5. Can you think of any grounds on which a court ought to be prepared to review a decision by the Prime Minister to recommend the appointment of a particular person as a minister of Crown?
- Would it be proper for a court to interfere on the ground that no reasonable Prime Minister would appoint that person as a minister?
- What about matters that do not require the judges to form a view on the merits of the appointment? What if it were established that the Prime Minister had accepted a bribe in order to make the appointment?
- In such a case of corruption, you might say that the court would not be interfering with the Prime Minister’s discretion, but would simply be preventing an abuse of power, which shouldn’t be left to stand just because it is not the judges’ job to appoint ministers. But what about this: is the court the right agency to prevent the abuse? Isn’t it the House of Commons’ job to hold the Prime Minister accountable for advice? If the House of Commons fails in that responsibility, would it be right for the court to step into the breach and declare that the appointment was unlawful?
- Would it be proper for the Queen to dismiss a minister, on discovering that the Prime Minister had been bribed to recommend the appointment?
6. Would judicial review become unnecessary, if Parliament were better at scrutinizing the executive?
- Are there things that the courts do well that Parliament could not do so well even if it were reformed?
- Does it matter that the House of Commons doesn’t have time to conduct hearings?
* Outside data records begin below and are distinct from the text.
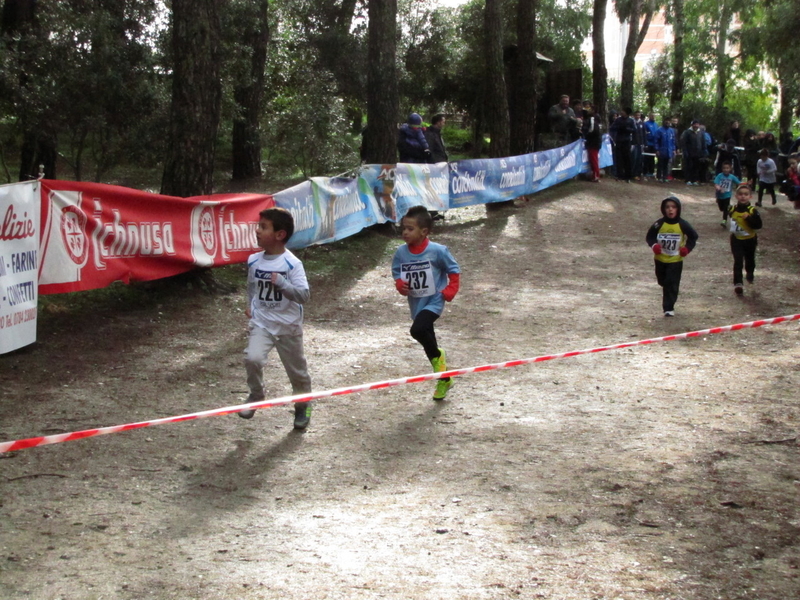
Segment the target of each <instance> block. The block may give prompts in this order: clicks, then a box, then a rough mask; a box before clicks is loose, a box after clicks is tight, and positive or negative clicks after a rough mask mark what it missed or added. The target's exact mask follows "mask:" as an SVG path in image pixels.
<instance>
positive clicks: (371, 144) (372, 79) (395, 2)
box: [362, 0, 400, 164]
mask: <svg viewBox="0 0 800 600" xmlns="http://www.w3.org/2000/svg"><path fill="white" fill-rule="evenodd" d="M367 36H368V47H369V55H368V57H367V61H368V68H367V128H366V130H365V132H364V140H363V147H362V148H363V149H362V158H363V160H364V161H365V162H368V163H379V164H390V163H395V162H397V116H398V113H399V112H400V109H399V100H398V97H397V72H396V66H395V60H396V56H397V43H396V38H397V0H369V28H368V31H367Z"/></svg>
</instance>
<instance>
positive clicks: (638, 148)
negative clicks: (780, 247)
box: [548, 95, 800, 202]
mask: <svg viewBox="0 0 800 600" xmlns="http://www.w3.org/2000/svg"><path fill="white" fill-rule="evenodd" d="M548 120H549V123H550V129H551V131H552V132H553V133H554V134H556V135H557V136H558V138H559V141H562V142H564V143H569V142H574V141H575V140H577V139H579V138H581V137H582V138H584V139H586V142H587V149H589V148H590V147H591V146H595V145H596V146H598V147H599V144H598V142H597V140H598V139H599V137H600V136H602V133H608V134H609V135H610V137H611V141H612V147H613V153H614V165H613V166H612V167H610V169H609V172H610V174H611V175H612V176H614V177H616V179H618V180H620V181H626V182H631V181H642V180H645V179H648V178H652V179H654V180H656V181H659V182H667V181H672V180H674V179H682V180H683V181H685V183H686V185H689V186H695V185H711V184H713V179H714V177H715V176H716V175H718V174H719V173H720V172H721V171H722V165H723V164H724V163H729V164H730V165H731V172H732V174H734V175H735V176H736V177H737V178H738V179H740V180H742V181H747V182H749V183H750V185H752V186H753V188H754V189H758V190H759V191H762V192H763V191H766V192H767V193H770V194H771V192H772V190H771V188H770V187H769V186H768V185H765V184H764V179H763V178H762V177H760V176H759V161H760V160H762V159H764V158H766V159H769V160H771V161H773V162H774V163H775V165H776V169H777V170H776V173H775V178H776V179H775V185H776V186H778V189H779V191H780V192H781V193H782V194H785V195H786V196H788V197H789V199H790V200H793V201H797V202H800V174H798V164H800V136H798V137H795V136H794V135H792V132H791V131H784V132H782V133H781V135H780V138H779V139H778V138H776V137H775V134H773V133H771V132H769V131H757V130H755V129H745V130H744V131H743V130H742V128H741V126H740V123H739V121H738V120H736V121H732V122H730V123H729V124H728V126H727V127H726V128H725V130H724V131H722V132H720V136H719V138H716V137H714V135H713V134H712V132H711V131H709V130H708V129H707V128H706V125H705V123H703V121H702V120H700V119H694V118H693V119H691V120H689V121H688V125H685V126H684V127H683V128H681V126H680V120H679V117H676V116H668V117H663V118H662V119H661V121H660V124H659V121H658V120H657V117H656V115H655V114H654V113H652V112H651V113H650V114H649V115H648V116H647V119H645V118H644V115H643V114H642V112H641V111H638V110H632V109H630V108H622V109H619V110H612V111H610V112H609V114H608V118H607V119H600V118H598V115H596V113H595V110H594V107H593V106H592V103H591V102H590V101H587V100H575V101H573V102H572V103H570V98H569V96H566V95H564V96H562V97H561V99H560V101H559V103H558V104H556V105H554V106H553V107H551V108H550V110H549V112H548ZM764 153H766V154H764ZM591 158H592V155H591V151H590V166H591V167H592V173H591V175H592V180H593V181H599V180H600V177H599V173H596V172H595V169H594V167H593V166H592V164H591ZM770 178H771V177H770ZM767 183H769V182H767ZM761 188H764V189H763V190H762V189H761Z"/></svg>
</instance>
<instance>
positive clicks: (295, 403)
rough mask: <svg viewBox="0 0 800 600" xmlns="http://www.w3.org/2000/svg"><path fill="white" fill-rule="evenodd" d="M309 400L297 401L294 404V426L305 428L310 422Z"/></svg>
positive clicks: (310, 414)
mask: <svg viewBox="0 0 800 600" xmlns="http://www.w3.org/2000/svg"><path fill="white" fill-rule="evenodd" d="M311 404H312V403H311V402H297V403H295V405H294V428H295V429H305V428H306V427H308V424H309V423H310V422H311Z"/></svg>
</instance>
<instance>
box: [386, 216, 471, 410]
mask: <svg viewBox="0 0 800 600" xmlns="http://www.w3.org/2000/svg"><path fill="white" fill-rule="evenodd" d="M401 225H402V235H403V241H404V242H405V244H404V245H403V246H400V247H399V248H398V249H397V251H396V252H395V254H394V259H392V278H393V279H394V281H395V287H396V288H397V291H398V292H399V293H400V294H402V295H403V296H407V297H408V306H409V308H410V309H411V318H412V319H413V320H414V322H413V324H412V325H411V331H410V333H411V337H413V338H414V339H415V340H417V341H418V342H419V343H420V344H421V345H422V348H423V349H424V350H425V354H426V356H427V357H428V360H430V361H431V365H433V372H434V373H441V372H443V371H446V370H447V363H446V359H445V352H444V350H443V349H441V348H439V346H438V344H437V342H436V333H435V331H434V329H433V324H434V322H435V321H436V319H438V318H439V316H440V315H441V314H442V312H443V311H444V303H445V302H450V301H452V300H453V298H455V295H456V294H457V293H458V288H459V283H460V281H459V280H460V273H461V269H460V268H459V266H458V263H457V262H456V259H455V258H453V255H452V254H450V250H448V249H447V246H443V245H442V244H437V243H435V242H431V241H430V240H429V239H428V234H429V233H430V231H431V229H432V228H433V217H431V214H430V213H429V212H428V209H426V208H425V207H424V206H413V207H411V208H410V209H409V210H408V212H407V213H406V215H405V216H404V217H403V219H402V221H401ZM452 386H453V381H452V379H451V378H449V377H448V378H446V379H439V380H438V381H437V382H436V391H434V393H433V399H434V400H444V398H445V396H446V395H447V391H448V390H449V389H450V388H451V387H452Z"/></svg>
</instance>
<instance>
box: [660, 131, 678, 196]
mask: <svg viewBox="0 0 800 600" xmlns="http://www.w3.org/2000/svg"><path fill="white" fill-rule="evenodd" d="M671 122H672V121H671V120H670V119H669V118H665V119H664V125H663V126H661V127H659V128H658V129H657V130H656V133H655V147H656V158H657V159H658V163H657V165H656V166H657V171H658V173H657V175H656V179H658V180H659V181H660V182H661V183H667V178H668V177H670V175H671V170H670V166H671V165H672V157H673V156H675V150H676V149H677V147H678V141H677V138H676V137H675V130H674V129H673V128H672V127H670V123H671Z"/></svg>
Would it be a good body to conduct hearings, if it had time?
- Can we say generally that individuals with a complaint of unlawful action are generally better off going to court, than asking Parliament (or a committee) for a remedy? Why or why not?
Did Parliament give the judges power to interfere with the exercise of a statutory power? Or did the courts take it upon themselves in the development of the common law? Does the controversy make any difference to the grounds of judicial review?
- The constitutional principles that justify judicial review were not created by Parliament (not even the principle of parliamentary sovereignty). Note, also, that the most important ground of judicial review of administrative action, due process, is itself a principle of the common law of judicial process, which was not created by statute. And note that the same grounds of judicial review that control the use of statutory powers also control the use of prerogative powers, and the use of power by non-governmental agencies that perform public functions without exercising statutory or prerogative power.
- The control of those non-statutory powers shows that it can be right for judges to invent duties and impose them on public authorities. Is that what they are doing in controlling statutory powers? Yes, according to Byles J in Cooper v Wandsworth Board of Works (1863) 14 CB(NS) 180, who said that when a statute does not specify that a power is to be used with due process, “the justice of the common law will supply the omission of legislature” (see 4.1). As Lord Justice Sedley put it in R (Wooder) v Feggetter  EWCA Civ 554 , ‘The process is not one of discerning implied terms but of adding necessary ones. It has been the engine of modern public law, and there is no reason to believe that its force is spent.’
- As for whether the controversy makes any difference to the grounds of review, the two approaches show a difference of attitude toward the powers of the judges. Yet it seems that two judges could take opposite views on this controversy, and never disagree on any question concerning the grounds of judicial review.